Choć alternatywne wskaźniki wydają się być wymarzonym uzupełnieniem tradycyjnych cytowań, podobnie jak te ostatnie, nie są dobrze rozwiniętą usługą dla nauk humanistycznych. W świecie, w którym każda miara jest uzależniona od jakości metadanych, również altmetrics zaciągają informacje o naszych publikacjach tylko pod warunkiem, że są one udostępniane w odpowiednich formatach, odczytywanych przez specjalne programy. Jeśli więc wiemy o tym, że nasze publikacje nie mają numerów DOI, to postarajmy się przynajmniej dodać je do naszego profilu ORCID lub w Google Scholar. Dajemy wówczas technologii szansę na wychwycenie naszych tytułów i śledzenie ich oddziaływania na różnych odbiorców.

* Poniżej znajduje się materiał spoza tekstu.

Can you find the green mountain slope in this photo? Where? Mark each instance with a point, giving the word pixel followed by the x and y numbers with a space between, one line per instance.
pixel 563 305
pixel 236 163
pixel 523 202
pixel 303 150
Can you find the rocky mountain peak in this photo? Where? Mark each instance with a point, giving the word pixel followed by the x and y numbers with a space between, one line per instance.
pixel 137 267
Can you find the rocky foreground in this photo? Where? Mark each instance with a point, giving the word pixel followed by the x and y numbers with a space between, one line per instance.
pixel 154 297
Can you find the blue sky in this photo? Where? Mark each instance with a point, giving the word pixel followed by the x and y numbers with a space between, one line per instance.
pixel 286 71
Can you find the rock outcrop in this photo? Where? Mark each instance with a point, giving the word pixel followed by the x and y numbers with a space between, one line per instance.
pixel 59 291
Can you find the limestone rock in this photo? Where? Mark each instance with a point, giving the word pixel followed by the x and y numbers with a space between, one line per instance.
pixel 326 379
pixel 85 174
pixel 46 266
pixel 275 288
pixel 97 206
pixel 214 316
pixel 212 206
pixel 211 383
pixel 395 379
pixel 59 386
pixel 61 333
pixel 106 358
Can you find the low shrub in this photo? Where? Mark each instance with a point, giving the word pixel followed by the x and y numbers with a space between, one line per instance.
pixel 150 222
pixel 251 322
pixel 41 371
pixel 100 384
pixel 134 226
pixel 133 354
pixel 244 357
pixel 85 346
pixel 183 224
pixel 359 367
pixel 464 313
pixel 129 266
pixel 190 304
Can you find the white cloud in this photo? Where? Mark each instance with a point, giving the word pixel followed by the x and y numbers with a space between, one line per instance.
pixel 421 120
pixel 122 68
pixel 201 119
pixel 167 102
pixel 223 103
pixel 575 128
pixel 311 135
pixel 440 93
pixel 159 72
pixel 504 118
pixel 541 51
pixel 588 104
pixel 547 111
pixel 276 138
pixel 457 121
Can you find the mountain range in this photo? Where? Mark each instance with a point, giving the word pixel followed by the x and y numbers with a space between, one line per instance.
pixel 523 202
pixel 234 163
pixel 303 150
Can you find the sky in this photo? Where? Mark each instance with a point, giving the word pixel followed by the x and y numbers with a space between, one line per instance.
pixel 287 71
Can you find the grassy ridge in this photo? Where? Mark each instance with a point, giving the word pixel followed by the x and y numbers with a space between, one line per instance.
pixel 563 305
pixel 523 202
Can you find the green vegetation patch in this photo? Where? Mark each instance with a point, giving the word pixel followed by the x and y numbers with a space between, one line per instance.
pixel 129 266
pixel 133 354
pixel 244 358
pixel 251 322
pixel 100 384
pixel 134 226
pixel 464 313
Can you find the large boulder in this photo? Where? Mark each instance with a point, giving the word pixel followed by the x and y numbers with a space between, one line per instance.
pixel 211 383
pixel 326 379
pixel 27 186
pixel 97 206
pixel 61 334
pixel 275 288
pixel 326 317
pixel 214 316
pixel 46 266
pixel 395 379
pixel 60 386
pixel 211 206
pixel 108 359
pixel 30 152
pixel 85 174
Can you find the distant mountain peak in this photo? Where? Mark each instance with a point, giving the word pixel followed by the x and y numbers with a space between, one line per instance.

Z naszego punktu widzenia jako członków konsorcjum OPERAS oczywiście najważniejsze jest rozwijanie tych projektów mierzących wpływ prac naukowych, które kierują się zasadami pełnej otwartości danych. W tym sensie zgadzamy się z decyzją Zenodo (otwartego repozytorium, na którym również OPERAS i CHC zamieszcza swoje publikacje), aby zrezygnować z usługi firmy Altmetric.com, która jest komercyjna i swoje dane udostępnia odpłatnie. Z niecierpliwością czekamy natomiast na uruchomienie wyszukiwarki OpenAlex, która zastąpi z końcem 2021 r. usługę Microsoftu. OpenAlex jest projektem otwartościowym.